Website design should be renamed customer experience design and anyone calling themselves a web designer should possess certifications in SEO and content. (Self-serving comment alert: That’s why it makes so much sense to find and hire a marketing consultant who preaches strategy before tactics.)
Floss with your customers
Okay, so far I’ve been focused on the online elements of the customer experience, but in the end, many businesses make or break their customer relationships through a combination of online and offline touchpoints.
- Think about the hair salon, here’s how this might go.
- I’m looking for a new stylist
- I search and find several nearby
- I click around and like the photos and vibe of one
- Great I can schedule online
- I get calendar invite and reminder day of
- I arrive and am offered beverage (a little early for a beer, but okay!)
- Stylist asks a few questions and notes them in iPad
- Haircut proceeds
- I’m shown a few hair care products right for me
- I’m given a “new customer kit” with coupons and samples
- Upon paying they offer to set up next appointment
- Stylist escorts me to the door and gives me referral and review card
- About three weeks later I get my next appointment reminder
Sounds like a pretty good experience right? Well, it was, and it was obvious someone gave it plenty of thought.
Oh, I almost forget – what’s with the floss heading?
I was working with a group of orthodontists, and I asked them to tell me the most important thing their patients must do to get a great result with their braces – they all said they must floss!
The follow-up question then was – what stops your patients from getting a great result – and the obvious – “they hate to floss.”
So I started urging them and now anyone who will listen to choose a customer about once a quarter and make them a customer experience guinea pig of sorts. Give them an awesome deal of some special treatment in return for their feedback on every element of your business.
- Watch them visit your website
- Ask them to find or do something specific
- Have them keep a journal and respond to every email
- Walk them through the process of becoming a customer in slow motion
- Run everything you do in the name of marketing by them
The first 90
The most tenuous point of any relationship is the beginning. See, when someone becomes a customer, the relationship immediately changes. Before everything was sweet and promising but now they’ve exchanged money for something in return, and this is when things can start downhill.
You must look at your customer’s first 90 days as your customer as a trial period where your entire goal is to construct the type of experience that can only turn them into a raving fan. (90 is an arbitrary number, but you get it.)
It’s not that hard because few do it, but it certainly takes thought and commitment to processes and a culture of accountability.

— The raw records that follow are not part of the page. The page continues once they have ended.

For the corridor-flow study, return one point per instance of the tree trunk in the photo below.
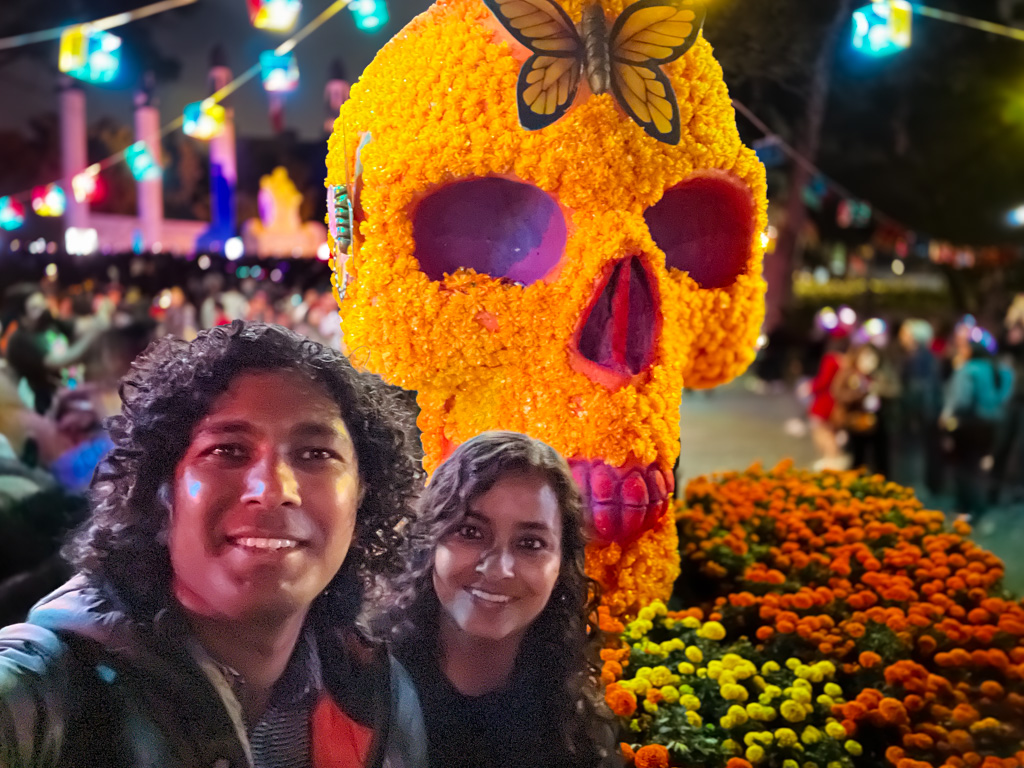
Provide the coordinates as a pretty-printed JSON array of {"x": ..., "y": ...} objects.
[{"x": 779, "y": 263}]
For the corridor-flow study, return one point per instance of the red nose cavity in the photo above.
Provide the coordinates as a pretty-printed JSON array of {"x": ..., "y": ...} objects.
[
  {"x": 616, "y": 338},
  {"x": 622, "y": 502}
]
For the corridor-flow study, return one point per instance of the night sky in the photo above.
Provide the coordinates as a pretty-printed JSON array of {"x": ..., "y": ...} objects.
[{"x": 28, "y": 84}]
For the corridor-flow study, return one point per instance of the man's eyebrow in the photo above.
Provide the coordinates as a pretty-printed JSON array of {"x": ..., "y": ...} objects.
[
  {"x": 225, "y": 427},
  {"x": 318, "y": 429}
]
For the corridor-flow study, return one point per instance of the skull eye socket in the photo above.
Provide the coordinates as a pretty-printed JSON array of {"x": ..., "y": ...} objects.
[
  {"x": 706, "y": 226},
  {"x": 497, "y": 226}
]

- What happens when they say yes?
- How are they oriented?
- What do they need to know?
- How can you over communicate?
- How will you surprise them?
- What do all your packages look like? (a package can be physical or conceptual)
- How will you communicate progress or results?
- How will you deliver bad news?
Continuous optimization
Creating a great experience is more of a guess than science – but what it does have in common with science is you need to build your experience as an experiment, with a hypothesis, and a plan to test and revise based on results.
A great customer experience comes from a commitment to continuously optimizing every element of the journey – this takes paying close attention, measuring, asking for feedback and applying what you see and hear – but more than anything else this takes care or maybe caring.
Organizations that deliver the best customer experience do so because they care about helping the people they serve. (I don’t know yet how to teach that one)
Turn it to 11
There’s a scene from a Rob Reiner’s classic mockumentary This is Spinal Tap in which guitarist Nigel explains his amp goes up to 11 so they have the little extra when they need it
That’s how I would like you to think about the entire process and journey we’ve gone on these last five days – ReStart Your Marketing and let’s turn it up to 11.